Earlier today, after pulling many strings I considered myself very fortunate indeed to be granted last-minute immediate appointments to get the new electronic birth certificates that Trinidad now uses, in preparation for an unheard of appointment tomorrow at 8am to apply for the equally new ‘readable’ passport. So, I took my happy, somewhat-at-times spoiled ass down to the office, ignored all the stares that resulted from both my hair and special treatment and walked up to the window to handle what should have been routine at best business. Nope; this is Trinidad!
For the past forty-something-odd years, I have been (erroneously, it seems) celebrating my date of birth on November 18th. Today, thanks to the slip of someone’s hand, we will now have to move that date up a notch – yep ladies and gentlemen, I am now the holder of a brand-spanking-new electronic birth certificate saying that I entered this world on November 17th! WTF?! I shit you not! Never before have I ever encountered a conversation, seen any documentation that indicated there was ever any discrepancy associated with my date of birth! Oh… and it seems that the passport I currently hold, which could NOT have been issued without the birth certificate I have always used as proof of my existence and that my parents were actually mine, will not be sufficient to correct this error! Wow!

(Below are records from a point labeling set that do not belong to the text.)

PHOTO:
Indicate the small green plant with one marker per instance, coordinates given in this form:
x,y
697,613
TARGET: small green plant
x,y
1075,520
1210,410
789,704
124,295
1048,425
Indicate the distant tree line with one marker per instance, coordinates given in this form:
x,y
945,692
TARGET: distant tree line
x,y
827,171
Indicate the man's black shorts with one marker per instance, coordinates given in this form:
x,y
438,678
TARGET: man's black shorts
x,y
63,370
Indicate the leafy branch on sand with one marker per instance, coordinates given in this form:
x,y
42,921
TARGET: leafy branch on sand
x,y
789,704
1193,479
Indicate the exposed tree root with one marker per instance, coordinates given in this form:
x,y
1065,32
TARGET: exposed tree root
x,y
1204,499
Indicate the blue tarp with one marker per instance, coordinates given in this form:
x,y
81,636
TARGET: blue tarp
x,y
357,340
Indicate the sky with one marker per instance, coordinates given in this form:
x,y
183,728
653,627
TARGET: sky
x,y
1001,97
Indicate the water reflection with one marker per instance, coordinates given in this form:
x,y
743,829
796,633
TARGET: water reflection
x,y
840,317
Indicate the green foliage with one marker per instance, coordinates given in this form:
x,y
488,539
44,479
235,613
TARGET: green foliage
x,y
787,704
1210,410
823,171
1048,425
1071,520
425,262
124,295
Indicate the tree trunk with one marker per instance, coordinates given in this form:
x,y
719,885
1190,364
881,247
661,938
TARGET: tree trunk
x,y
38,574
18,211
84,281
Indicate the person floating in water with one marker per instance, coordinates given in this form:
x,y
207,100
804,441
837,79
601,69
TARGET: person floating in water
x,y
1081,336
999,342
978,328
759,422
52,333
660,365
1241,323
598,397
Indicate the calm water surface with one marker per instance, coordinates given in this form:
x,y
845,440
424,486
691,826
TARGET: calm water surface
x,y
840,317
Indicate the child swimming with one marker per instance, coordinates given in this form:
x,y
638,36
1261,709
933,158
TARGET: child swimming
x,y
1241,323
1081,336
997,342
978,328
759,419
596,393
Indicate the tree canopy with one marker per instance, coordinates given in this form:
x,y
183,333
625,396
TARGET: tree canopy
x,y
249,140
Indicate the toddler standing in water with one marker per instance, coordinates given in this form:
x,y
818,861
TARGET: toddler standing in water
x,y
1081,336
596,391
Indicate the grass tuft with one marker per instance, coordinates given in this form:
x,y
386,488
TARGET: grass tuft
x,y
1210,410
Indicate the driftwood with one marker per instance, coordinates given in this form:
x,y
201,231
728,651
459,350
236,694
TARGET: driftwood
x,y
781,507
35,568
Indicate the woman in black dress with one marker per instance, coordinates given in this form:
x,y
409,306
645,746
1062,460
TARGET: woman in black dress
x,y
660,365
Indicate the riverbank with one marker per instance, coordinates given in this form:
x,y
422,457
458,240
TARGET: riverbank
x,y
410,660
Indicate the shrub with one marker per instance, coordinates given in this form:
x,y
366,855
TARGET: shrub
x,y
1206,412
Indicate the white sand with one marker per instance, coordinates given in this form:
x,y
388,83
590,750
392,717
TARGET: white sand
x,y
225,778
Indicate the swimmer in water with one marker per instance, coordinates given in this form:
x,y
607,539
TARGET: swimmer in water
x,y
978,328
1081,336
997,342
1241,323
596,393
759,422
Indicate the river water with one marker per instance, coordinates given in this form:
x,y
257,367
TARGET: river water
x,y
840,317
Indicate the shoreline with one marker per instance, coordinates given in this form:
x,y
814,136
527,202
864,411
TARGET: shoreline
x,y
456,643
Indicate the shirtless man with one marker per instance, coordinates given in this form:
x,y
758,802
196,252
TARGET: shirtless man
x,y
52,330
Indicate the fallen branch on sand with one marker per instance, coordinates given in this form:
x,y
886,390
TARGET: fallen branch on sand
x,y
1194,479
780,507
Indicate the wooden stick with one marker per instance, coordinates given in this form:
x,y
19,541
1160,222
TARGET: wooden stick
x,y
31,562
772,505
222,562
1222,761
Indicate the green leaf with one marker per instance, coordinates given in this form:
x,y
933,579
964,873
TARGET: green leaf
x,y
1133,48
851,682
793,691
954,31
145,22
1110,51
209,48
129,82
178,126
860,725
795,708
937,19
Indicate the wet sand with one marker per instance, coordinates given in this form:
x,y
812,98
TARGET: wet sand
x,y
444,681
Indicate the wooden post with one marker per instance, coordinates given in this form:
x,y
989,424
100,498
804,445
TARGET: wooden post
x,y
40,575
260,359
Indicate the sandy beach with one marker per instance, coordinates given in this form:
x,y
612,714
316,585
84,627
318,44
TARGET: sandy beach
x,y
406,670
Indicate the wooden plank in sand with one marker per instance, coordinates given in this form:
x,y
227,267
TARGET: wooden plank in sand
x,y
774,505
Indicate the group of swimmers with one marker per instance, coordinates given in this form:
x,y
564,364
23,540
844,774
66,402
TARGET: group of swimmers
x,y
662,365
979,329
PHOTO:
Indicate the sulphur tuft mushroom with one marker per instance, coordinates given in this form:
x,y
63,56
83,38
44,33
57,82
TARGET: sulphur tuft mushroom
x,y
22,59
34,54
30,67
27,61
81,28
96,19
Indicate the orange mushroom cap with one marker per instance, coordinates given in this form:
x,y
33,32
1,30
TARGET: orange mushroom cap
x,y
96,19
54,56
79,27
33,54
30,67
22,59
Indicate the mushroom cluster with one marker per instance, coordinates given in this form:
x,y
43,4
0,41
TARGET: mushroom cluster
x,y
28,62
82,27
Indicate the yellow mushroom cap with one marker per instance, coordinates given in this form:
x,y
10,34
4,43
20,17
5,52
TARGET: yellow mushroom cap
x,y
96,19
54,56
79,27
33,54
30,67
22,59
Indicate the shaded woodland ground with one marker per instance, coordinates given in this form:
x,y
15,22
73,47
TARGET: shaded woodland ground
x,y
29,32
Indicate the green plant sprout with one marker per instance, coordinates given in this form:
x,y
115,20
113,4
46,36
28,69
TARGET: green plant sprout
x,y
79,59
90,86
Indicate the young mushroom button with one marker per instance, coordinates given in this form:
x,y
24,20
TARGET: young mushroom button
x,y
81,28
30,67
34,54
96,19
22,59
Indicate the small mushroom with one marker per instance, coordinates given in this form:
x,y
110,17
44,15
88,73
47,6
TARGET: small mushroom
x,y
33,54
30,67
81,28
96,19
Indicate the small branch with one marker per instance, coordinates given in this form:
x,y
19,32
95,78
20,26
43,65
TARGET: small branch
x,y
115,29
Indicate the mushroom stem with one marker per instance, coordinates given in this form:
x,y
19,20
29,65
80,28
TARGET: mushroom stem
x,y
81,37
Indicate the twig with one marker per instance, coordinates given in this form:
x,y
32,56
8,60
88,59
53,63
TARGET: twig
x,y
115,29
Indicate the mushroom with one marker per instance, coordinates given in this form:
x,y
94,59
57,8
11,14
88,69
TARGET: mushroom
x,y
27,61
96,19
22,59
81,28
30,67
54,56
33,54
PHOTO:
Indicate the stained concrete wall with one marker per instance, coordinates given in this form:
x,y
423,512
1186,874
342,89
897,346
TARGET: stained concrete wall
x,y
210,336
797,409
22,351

So as I am now embroiled in this conundrum, I, for the first time, am faced with the reality that so many have encountered in varying degrees – having to prove or disprove an aspect of their reality – their history. As I sit with the frustration of having to put my hand on records that pre-date computers, I cannot help but to now acknowledge how victims of identity theft must feel. I highlight this example because for the first time, I too have to find a way to prove to someone/a nation/ a state that the truth of who I am and what I have, until now, taken for granted, is indeed accurate. I, like them, have to validate an existence and disprove someone else’s mistake.
Until today, I have never realized how important it is to me that everything, every.fucking.thing. that I know about myself, my history, my existence, is unsullied and protected! Every day of my life thus far, I have woken up knowing a few certainties about myself: (1) my name (not to be confused with the names I’ve been called in moments of anger, passion or envy, (2) my heritage – who my ‘people’ are, (3) my age – celebrated every year on the same date, (4) how and who I love, (5) how and who I serve. Certainties. This snafu, which some may consider minor or simply an irritant, has for me, brought to the forefront the ease with which our sense of ‘self’ can be affected.
So, I am now the proud owner of a birth certificate that bears the birth date of someone I do not know. To have it corrected to again reflect what I have lived for the past some-odd-years will take quite a bit of jumping through hoops; but jump I will. Protecting one’s identity, the components that one has either been born into or has assimilated along life’s journey, should never be trivialized. I want my date back! MY date! I was born on November 18th; and I will be damned if I allow some bureaucratic incompetence to strip me of that absolute!